Rossi will recommend that the agency integrate climate risk management governance and processes into its existing enterprise risk management work. He says the agency should determine how much credit risk exposure is associated with specific types of natural disasters and climate-related events. He recommends conducting analytics to quantify the direct impact of natural disaster and climate-related events on key risk types. For example, he says, how hurricanes impact mortgage default risk.
“One of the most difficult aspects for financial institutions in conducting climate change risk analysis is integrating physical climate event data with financial and risk information,” Rossi says.
Rossi is an expert in risk and spent 25 years in banking and in government before coming to academia. In the financial crisis of 2008-2009, he was chief risk officer for Citigroup’s Consumer Lending Division, overseeing the risk of the bank’s $300-billion secured consumer asset portfolio.

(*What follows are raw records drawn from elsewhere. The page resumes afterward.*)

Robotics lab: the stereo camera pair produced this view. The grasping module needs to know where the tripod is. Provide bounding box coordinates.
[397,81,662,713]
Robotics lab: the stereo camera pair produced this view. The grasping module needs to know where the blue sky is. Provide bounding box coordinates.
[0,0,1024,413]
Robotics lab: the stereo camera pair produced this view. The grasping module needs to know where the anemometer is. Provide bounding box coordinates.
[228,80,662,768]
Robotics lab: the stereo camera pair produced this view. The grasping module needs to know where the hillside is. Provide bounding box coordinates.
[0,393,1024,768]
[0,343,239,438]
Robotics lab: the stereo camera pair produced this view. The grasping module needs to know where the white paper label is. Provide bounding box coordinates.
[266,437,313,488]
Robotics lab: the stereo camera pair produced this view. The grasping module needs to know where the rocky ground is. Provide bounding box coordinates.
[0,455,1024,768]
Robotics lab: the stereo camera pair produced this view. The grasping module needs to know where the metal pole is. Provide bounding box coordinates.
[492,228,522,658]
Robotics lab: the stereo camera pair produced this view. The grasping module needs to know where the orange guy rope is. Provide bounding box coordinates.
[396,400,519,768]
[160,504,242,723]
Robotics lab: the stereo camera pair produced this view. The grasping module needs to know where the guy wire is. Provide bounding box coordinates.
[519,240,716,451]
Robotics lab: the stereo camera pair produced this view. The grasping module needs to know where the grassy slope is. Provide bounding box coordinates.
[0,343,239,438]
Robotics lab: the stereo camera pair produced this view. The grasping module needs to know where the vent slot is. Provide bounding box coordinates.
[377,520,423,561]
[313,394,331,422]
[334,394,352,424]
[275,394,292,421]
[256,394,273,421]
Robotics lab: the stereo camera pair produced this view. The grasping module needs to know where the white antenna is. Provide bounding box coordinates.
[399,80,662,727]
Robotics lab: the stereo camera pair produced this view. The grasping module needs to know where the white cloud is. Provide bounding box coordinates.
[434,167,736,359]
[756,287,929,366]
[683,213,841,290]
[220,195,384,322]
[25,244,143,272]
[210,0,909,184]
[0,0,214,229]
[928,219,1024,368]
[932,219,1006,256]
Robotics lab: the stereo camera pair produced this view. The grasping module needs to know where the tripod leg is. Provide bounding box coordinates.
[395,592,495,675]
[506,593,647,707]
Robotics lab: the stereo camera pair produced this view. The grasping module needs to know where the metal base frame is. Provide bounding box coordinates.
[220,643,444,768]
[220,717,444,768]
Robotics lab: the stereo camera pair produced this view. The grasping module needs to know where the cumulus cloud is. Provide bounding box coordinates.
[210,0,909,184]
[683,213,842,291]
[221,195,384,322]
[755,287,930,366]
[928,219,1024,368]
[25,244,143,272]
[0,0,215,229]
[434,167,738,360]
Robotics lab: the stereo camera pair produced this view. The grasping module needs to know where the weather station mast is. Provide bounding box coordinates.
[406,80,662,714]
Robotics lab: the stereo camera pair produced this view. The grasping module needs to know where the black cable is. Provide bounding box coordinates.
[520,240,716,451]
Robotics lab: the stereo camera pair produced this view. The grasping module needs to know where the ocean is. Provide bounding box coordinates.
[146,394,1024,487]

His presentation before the FHFA will demonstrate how to directly link climate events to mortgage risk, using a statistical modelling technique.
Rossi recently completed an empirical study on the impact of hurricane frequency and intensity on mortgage default risk. He says the percentage increase in hurricane intensity and frequency scenarios aligned with NOAA long-range hurricane forecasts and were used to quantify a forward-looking assessment of the incremental effect of hurricane risk on mortgage default.
In his research, which included a sample of 100,000 Freddie Mac mortgages along with FEMA data, he finds that with an increasing frequency of major hurricanes there will also be a sizable increase in borrower defaults. The results, he writes, carry “significant implications” for borrowers and investors in mortgage credit risk.
This type of analysis could be expanded, he says, across other severe weather events and natural disasters, and financial and nonfinancial risks, to measure mortgage loss severity and uncover risk.
By doing so, Rossi says, policymakers could simulate potential loss outcomes and help prepare government sponsored enterprises.